Away from those two stories, I would be remiss if I did not mention that the Reserve Bank of India’s widely respected governor, Urjit Patel, resigned suddenly Monday evening leading to a 1.5% decline in the rupee and a sharp fall in Indian equity markets Tuesday. But then, results from recent local elections seemed to shift toward the ruling BJP, instilling a bit more confidence that PM Modi will be able to be reelected next year. Given the perception of his market/business friendliness, that change precipitated a sharp reversal in markets with the rupee actually rallying 0.9% and Indian equity markets closing higher by 0.6%.
In fact, despite my warnings above, the dollar is under pressure across the board this morning while global equity markets are looking up. It seems there was a call between the US and China restarting the trade negotiation process, which was taken by investors as a sign that all would be well going forward. And while that is certainly encouraging, it seems a leap to believe a solution is at hand. However, there is no question the market is responding to that news as equity markets in Europe are all higher by between 1.0% and 2.0%, US equity futures are pointing to a 1% gain on the open, government bonds are softer across the board and the dollar is down. Even commodities are playing nice today with most rallying between 0.5%-1.0%. So everyone, RISK IS ON!!
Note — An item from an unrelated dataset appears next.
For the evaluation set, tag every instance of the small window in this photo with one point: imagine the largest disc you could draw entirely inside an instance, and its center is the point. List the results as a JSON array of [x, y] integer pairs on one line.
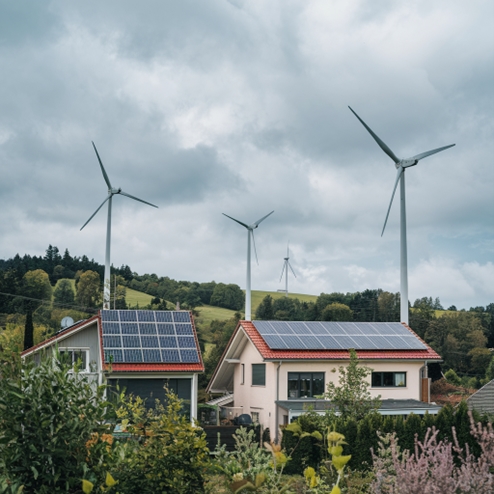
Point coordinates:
[[305, 384], [258, 374], [73, 357], [389, 379]]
Turning to the data story, first let me say that the euro has been helped by a better than expected German ZEW Index (-17.5 vs. exp -25), while the pound has benefitted from a modestly better than expected employment report, with Average earnings rising 3.3% and the Employment Change jumping 79K. At the same time, the NFIB Small Business Optimism Index was just released at a worse than expected 104.8, indicating that the peak may well be behind us in the US economy. At 8:30 we see PPI data (exp 2.5%, 2.6% core) however, that tends not to be a significant market mover. Rather, today is shaping up as a risk-on day and unless there is a change in the tone of the trade talks, there is no reason to believe that will change. Accordingly, for hedgers, take advantage of the pop in currencies as the big picture continues to point toward eventual further dollar strength.